Length of the wires representing the position of n^th node of the standing wave can be given as:

localid="1661167705861" $$\begin{gathered} L_1=n_1\left(\frac{{\lambda }_1}{2}\right)...........\left(6\right) \\ {L}_2=n_2\left(\frac{{\lambda }_2}{2}\right)...........\left(7\right) \end{gathered}$$

Hence, the ration of the lengths of the wires can be given using equations (6) and (7) as:

$$\begin{gathered} \frac{L_2}{L_1}=\frac{n_2\left({\displaystyle \frac{{\lambda }_2}{2}}\right)}{n_1\left(\frac{{\lambda }_1}{2}\right)} \\ \frac{L_2}{L_1}=\left(\frac{n_2}{n_1}\right)\times \left(\frac{{\lambda }_2}{{\lambda }_1}\right) \\ \frac{0.866}{0.6}=\left(\frac{n_2}{n_1}\right)\times 0.577 \\ \left(\frac{n_2}{n_1}\right)=\frac{5}{2} \end{gathered}$$

From this we can say that,

The lowest values of nodes $n_1=2$and$n_2=5$.

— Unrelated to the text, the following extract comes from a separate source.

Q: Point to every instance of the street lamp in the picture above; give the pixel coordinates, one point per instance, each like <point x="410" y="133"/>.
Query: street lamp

Hence, from equation (6), the wavelength of aluminum wire can be given as:

$$\begin{gathered} {\lambda }_1=\frac{2L_1}{n_1} \\ =\frac{2\times 0.6}{2} \\ =0.6m \end{gathered}$$

Hence, the value of frequency of aluminum wire is given as:

$$\begin{gathered} f=\frac{v_1}{{\lambda }_1} \\ =\frac{194.195}{0.6} \\ =323.6Hz \\ \approx 324Hz \end{gathered}$$

Hence, the value of the lowest frequency where standing node is observed is 324 Hz

At the frequency of 324 Hz , the number of antinodes is

$$\begin{gathered} Antinodes=n_1+n_2 \\ =2+5 \\ =7 \end{gathered}$$

$$\begin{gathered} Totalnumberofnodes=\left(numberofantinodes\right)+1 \\ =7+1 \\ =8 \end{gathered}$$

Hence, the total number of standing nodes is 8.